Copyrights and Wrongs

0

Thomas Jefferson, a lawyer himself, never bought into the idea of intellectual property. Jefferson believed an idea is the property of a person only as long as he keeps the idea to himself, but “the moment it is divulged, it forces itself into the possession of everyone, and the receiver cannot dispossess himself of it.”


Don’t tell that to the Los Angeles lawyers who have helped turn intellectual property into the hottest department in law firms across the city.


Don’t tell it to Russell Frackman, who represented the music industry in its landmark case against onetime music-sharer Napster. Or Adrian Preutz, who argued in court against the University of California’s claim to a universal patent for hormones that makes cows deliver more milk. Or Morgan Chu, who defends TiVo’s right to keep its playback software. Or Jay Cooper, the guardian of Frank Sinatra’s songbook.
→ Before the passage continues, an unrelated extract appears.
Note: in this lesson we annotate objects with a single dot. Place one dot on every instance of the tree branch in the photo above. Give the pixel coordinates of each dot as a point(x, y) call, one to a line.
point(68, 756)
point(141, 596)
Such lawyers have allowed the courts and by extension the citizenry to play a role in the dollar-driven wrestling match between artists and businesspeople who want to keep their intellectual work from techies and others who contend that the public’s right to benefit from scientific developments trumps any copyrights.


Working in intellectual property means that attorneys are always venturing into uncharted territory. And all the top lawyers interviewed for this special section admit that the law is trailing technology. It’s not even close, they say.


As a result, intellectual property will be a hot area for lawyers for years and will enrich many L.A. attorneys as the long fight unfolds.


The decisions made in court today will shape our lives for decades, as will the technological innovations that are being litigated. There are no easy answers in this murky arena, and often positions are changed because the boundaries of intellectual property rights keep shifting.


For that matter, if Thomas Jefferson had TiVo hooked up, he might have changed his mind.